Assim se procurava minimizar os riscos de “perder” fotos, a atividade era quase exclusiva de adultos. Alguns casais pediam para o filho mais velho tirar uma fotografia deles, mas normalmente com baixa expectativa de sucesso. Lembro que, quando moramos em Passo Fundo, fizemos um passeio na cidade de Vacaria. Eu devia ter seis anos e meus pais se sentaram em um banco da praça principal da cidade e pediram para eu tirar uma foto deles. Quando o filme foi revelado, não apareceu a foto deles, no lugar dela havia uma linda foto das árvores da praça. Minha mira falhou…

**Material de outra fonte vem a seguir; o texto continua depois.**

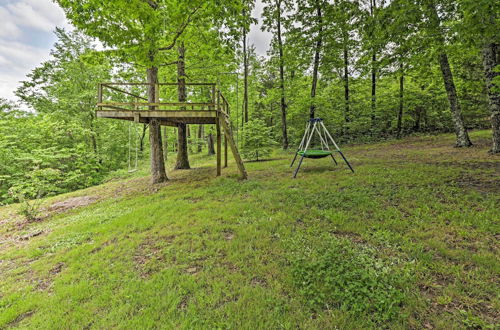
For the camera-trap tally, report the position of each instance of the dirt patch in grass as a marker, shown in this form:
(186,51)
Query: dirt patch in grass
(57,268)
(148,258)
(20,318)
(107,243)
(479,184)
(72,203)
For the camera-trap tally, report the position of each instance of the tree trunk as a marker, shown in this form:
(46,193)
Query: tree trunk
(490,62)
(200,137)
(182,150)
(158,173)
(165,143)
(456,112)
(210,143)
(401,103)
(282,78)
(312,109)
(418,118)
(373,7)
(143,135)
(245,76)
(346,82)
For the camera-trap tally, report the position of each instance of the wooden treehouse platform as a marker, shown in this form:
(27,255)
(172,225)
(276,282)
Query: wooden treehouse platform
(126,101)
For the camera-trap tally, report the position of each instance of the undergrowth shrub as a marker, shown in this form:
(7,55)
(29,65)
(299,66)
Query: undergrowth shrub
(338,274)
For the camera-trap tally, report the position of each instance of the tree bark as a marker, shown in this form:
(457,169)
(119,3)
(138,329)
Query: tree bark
(456,111)
(182,151)
(346,82)
(158,173)
(401,103)
(245,76)
(312,109)
(282,78)
(200,137)
(165,143)
(373,8)
(462,137)
(143,135)
(210,143)
(490,61)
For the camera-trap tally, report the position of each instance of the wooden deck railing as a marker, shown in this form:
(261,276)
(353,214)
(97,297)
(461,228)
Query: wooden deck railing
(133,99)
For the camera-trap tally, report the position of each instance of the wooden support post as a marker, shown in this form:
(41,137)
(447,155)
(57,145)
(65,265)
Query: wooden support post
(99,95)
(234,149)
(157,95)
(225,150)
(219,146)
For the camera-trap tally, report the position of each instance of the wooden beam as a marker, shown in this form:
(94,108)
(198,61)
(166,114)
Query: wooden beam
(124,92)
(225,150)
(219,151)
(154,104)
(234,149)
(157,114)
(161,84)
(99,94)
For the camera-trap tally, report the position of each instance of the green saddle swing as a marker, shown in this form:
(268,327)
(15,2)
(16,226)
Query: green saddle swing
(316,126)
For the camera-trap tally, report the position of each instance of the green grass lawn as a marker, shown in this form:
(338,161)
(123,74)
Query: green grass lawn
(408,241)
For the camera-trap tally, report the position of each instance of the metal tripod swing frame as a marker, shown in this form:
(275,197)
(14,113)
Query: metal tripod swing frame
(315,125)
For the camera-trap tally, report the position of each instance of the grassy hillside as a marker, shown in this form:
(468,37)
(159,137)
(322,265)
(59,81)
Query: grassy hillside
(409,240)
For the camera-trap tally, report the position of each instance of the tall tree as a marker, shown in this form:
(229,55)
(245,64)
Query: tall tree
(436,29)
(273,22)
(137,30)
(317,52)
(480,26)
(182,152)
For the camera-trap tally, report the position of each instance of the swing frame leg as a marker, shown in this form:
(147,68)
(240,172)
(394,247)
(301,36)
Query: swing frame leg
(340,152)
(335,161)
(294,158)
(298,167)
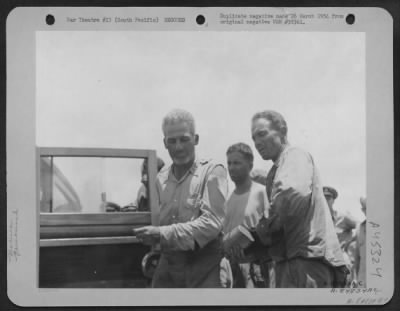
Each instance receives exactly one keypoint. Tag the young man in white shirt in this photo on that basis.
(246, 205)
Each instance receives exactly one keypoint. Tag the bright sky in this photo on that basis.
(112, 89)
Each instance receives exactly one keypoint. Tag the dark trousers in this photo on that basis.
(303, 273)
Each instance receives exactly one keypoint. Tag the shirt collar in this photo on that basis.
(192, 170)
(279, 159)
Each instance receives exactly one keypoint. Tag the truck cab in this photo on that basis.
(88, 208)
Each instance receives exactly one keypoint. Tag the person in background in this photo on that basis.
(191, 194)
(360, 258)
(246, 205)
(344, 226)
(142, 201)
(259, 176)
(299, 228)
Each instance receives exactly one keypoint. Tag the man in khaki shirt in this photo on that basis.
(303, 243)
(191, 194)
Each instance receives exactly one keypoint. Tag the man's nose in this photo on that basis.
(178, 144)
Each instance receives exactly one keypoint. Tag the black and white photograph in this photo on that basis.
(171, 159)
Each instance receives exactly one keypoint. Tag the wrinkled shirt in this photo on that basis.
(296, 197)
(246, 209)
(184, 219)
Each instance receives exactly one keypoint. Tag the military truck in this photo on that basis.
(87, 211)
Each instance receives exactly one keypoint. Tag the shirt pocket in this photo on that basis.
(190, 210)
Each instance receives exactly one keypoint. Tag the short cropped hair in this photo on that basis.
(277, 121)
(244, 149)
(177, 116)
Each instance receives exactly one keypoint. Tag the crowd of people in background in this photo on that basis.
(276, 229)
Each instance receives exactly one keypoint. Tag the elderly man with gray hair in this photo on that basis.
(299, 229)
(191, 194)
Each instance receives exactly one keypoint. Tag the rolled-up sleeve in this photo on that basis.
(206, 227)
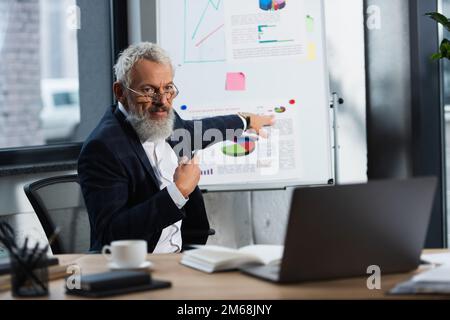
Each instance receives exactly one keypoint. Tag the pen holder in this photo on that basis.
(29, 274)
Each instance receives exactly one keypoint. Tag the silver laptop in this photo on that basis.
(338, 232)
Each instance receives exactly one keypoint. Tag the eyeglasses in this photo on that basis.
(170, 92)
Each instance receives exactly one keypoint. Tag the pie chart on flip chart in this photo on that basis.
(243, 146)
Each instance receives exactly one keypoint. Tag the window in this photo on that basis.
(39, 101)
(445, 9)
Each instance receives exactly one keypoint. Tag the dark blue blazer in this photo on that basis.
(121, 191)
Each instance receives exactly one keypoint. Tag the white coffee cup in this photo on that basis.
(126, 253)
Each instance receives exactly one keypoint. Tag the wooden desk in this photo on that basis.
(190, 284)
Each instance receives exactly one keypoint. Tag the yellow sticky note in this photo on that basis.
(312, 52)
(309, 23)
(235, 81)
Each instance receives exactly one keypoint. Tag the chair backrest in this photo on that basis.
(58, 203)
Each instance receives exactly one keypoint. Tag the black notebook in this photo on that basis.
(5, 264)
(116, 282)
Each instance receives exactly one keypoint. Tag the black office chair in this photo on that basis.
(58, 202)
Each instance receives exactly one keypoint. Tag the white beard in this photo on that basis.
(148, 129)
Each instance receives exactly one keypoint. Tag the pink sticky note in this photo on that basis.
(235, 81)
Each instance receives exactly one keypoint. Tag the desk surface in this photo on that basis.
(191, 284)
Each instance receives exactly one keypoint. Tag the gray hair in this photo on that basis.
(130, 56)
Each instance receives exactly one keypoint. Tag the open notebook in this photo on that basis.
(215, 258)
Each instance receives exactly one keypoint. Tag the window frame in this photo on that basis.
(64, 156)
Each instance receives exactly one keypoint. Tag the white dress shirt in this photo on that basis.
(164, 162)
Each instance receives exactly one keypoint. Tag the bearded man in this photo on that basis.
(133, 183)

As coisas melhoraram um pouco quando ganhei de presente alguns anos depois uma Kodak Instamatic.

Kodak Instamatic

Era mais fácil de colocar o filme e tirar fotos, mas as fotos eram quadradas e era difícil tirar uma foto realmente boa. Abaixo uma foto histórica tirada com esta máquina onde apareço com minha irmã e meus primos de Pelotas.

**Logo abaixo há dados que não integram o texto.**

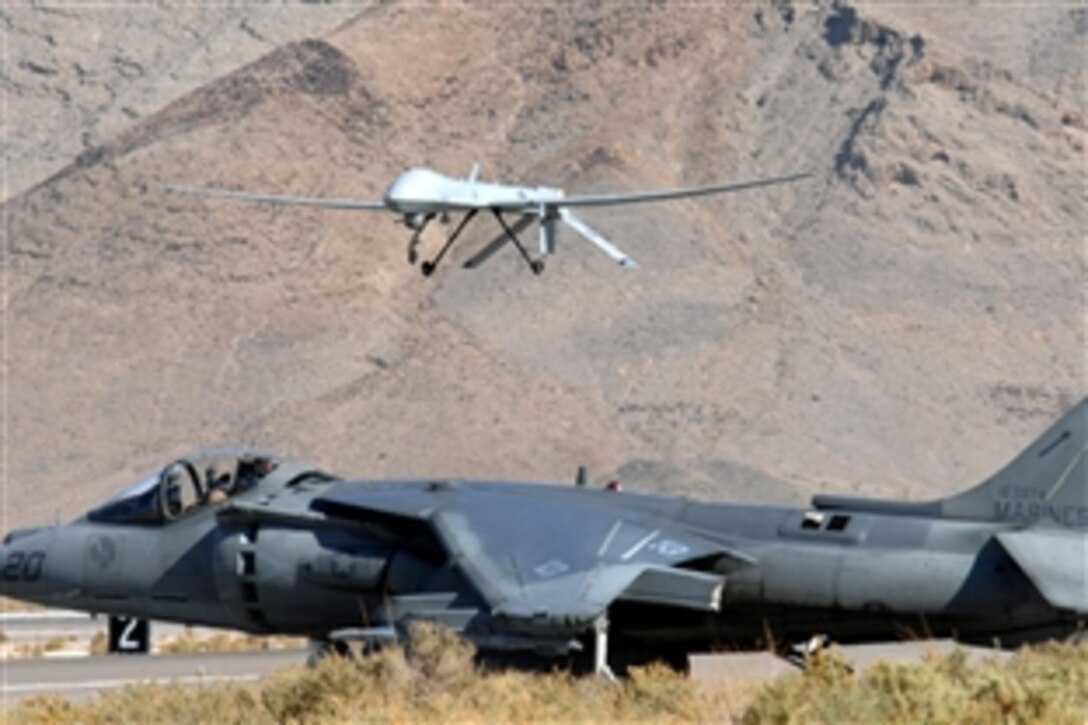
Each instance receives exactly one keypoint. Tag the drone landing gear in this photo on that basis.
(429, 266)
(536, 266)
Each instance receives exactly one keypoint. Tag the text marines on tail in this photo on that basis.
(238, 539)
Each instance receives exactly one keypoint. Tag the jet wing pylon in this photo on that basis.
(542, 561)
(325, 203)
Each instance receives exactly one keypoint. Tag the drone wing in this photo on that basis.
(326, 203)
(664, 195)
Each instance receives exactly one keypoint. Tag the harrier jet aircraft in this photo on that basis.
(249, 541)
(419, 195)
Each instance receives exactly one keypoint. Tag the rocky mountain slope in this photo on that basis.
(899, 324)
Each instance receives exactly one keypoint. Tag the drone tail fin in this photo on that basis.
(1047, 483)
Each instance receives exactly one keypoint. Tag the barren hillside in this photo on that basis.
(899, 324)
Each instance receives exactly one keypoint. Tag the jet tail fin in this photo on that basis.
(1045, 484)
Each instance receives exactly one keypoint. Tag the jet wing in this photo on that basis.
(664, 195)
(326, 203)
(545, 558)
(1056, 563)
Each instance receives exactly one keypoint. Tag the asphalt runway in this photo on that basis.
(78, 678)
(82, 677)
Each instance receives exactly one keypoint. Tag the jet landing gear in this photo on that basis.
(601, 667)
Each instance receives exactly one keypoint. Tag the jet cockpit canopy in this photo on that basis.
(198, 479)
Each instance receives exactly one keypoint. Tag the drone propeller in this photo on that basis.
(596, 238)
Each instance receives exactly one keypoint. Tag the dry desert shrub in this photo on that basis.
(1045, 684)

Primo Éverton (esquerda), eu, prima Simone e mana Flávia

Primo Éverton (esquerda), eu, prima Simone e mana Flávia

Tem algumas invenções que alteram nosso modo de se relacionar com o mundo e favorecem o aparecimento de novos talentos. Uma destas invenções é a máquina fotográfica digital.

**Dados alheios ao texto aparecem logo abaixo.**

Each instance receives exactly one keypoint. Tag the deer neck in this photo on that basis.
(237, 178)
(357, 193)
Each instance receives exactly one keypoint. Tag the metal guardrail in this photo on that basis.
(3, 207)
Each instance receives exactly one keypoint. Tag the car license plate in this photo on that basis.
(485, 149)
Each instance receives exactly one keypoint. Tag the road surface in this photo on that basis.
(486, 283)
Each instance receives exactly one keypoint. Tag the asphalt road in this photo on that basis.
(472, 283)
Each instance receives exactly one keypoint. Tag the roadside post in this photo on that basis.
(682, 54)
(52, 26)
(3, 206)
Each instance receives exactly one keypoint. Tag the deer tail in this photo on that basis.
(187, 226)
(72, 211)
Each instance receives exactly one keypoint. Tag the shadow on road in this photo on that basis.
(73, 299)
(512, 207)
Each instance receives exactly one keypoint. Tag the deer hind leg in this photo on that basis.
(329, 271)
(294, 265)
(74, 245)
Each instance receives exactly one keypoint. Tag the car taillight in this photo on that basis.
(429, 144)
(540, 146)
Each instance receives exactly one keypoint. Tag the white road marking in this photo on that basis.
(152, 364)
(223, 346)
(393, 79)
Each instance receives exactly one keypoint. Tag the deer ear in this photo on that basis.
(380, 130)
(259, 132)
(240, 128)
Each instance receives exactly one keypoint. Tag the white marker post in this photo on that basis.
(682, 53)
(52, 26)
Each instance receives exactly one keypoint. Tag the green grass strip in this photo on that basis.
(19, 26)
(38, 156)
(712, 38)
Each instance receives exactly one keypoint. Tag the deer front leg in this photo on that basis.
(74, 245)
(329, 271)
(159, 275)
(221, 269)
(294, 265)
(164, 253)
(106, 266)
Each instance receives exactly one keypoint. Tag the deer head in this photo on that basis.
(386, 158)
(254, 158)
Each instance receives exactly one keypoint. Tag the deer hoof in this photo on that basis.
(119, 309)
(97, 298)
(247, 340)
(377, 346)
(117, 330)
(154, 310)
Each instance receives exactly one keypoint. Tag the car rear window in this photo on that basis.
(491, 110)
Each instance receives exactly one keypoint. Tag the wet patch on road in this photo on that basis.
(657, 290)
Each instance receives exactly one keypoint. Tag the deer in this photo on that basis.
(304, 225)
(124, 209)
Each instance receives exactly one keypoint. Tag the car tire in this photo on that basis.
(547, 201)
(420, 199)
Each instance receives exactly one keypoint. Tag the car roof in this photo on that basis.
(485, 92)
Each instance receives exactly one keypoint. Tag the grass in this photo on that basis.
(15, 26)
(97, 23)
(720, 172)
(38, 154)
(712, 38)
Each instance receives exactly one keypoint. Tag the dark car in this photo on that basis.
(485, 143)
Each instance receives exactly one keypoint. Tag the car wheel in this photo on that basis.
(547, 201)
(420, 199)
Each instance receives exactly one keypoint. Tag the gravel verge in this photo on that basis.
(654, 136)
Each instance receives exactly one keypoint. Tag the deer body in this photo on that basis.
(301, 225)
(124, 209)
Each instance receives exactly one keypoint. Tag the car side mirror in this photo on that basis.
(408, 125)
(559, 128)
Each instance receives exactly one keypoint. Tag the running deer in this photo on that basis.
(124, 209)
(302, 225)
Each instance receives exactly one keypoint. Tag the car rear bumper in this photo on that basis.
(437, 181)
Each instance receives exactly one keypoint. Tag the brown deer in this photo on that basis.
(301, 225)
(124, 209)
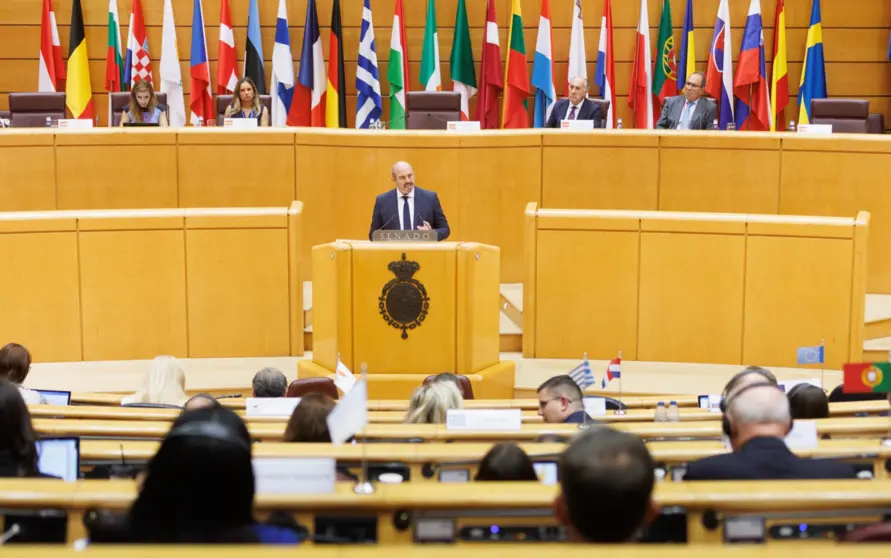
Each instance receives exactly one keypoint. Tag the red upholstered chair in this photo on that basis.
(29, 110)
(121, 102)
(432, 110)
(224, 101)
(847, 116)
(299, 388)
(463, 383)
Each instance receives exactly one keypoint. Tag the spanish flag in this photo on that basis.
(79, 95)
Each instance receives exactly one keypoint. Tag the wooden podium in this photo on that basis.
(408, 310)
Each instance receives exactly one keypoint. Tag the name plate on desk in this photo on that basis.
(576, 124)
(502, 420)
(404, 236)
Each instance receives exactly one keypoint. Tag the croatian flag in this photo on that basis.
(614, 370)
(605, 76)
(282, 69)
(719, 78)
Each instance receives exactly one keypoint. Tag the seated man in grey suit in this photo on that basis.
(576, 107)
(689, 111)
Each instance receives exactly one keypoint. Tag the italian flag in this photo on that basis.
(431, 79)
(516, 74)
(397, 70)
(114, 60)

Na metade da década de 70, aconteceram os primeiros desenvolvimentos nos laboratórios da Kodak, mas somente no final dos anos 80 e início dos 90 se iniciou a comercialização dos primeiros modelos. O preço inicialmente era muito mais alto do que as câmeras convencionais com filme. A resolução das fotos digitais também era muito inferior. As agências jornalísticas foram os primeiros a perceberem o potencial desta nova invenção, onde um repórter fotográfico podia tirar uma foto e transmiti-la pela linha telefônica para a redação do jornal. Depois surgiram as câmeras com visor de LCD, onde instantaneamente a qualidade da foto poderia ser conferida. O medo de desperdiçar fotos sumiu, poderiam ser tiradas quantas fotos cada um quisesse e só seriam preservadas as que ficassem boas. As crianças ganharam a permissão de experimentar. Uma revolução! Quando o preço caiu, as máquinas fotográficas com filme ficaram restritas a um nicho de mercado, os amadores migraram maciçamente para a novidade.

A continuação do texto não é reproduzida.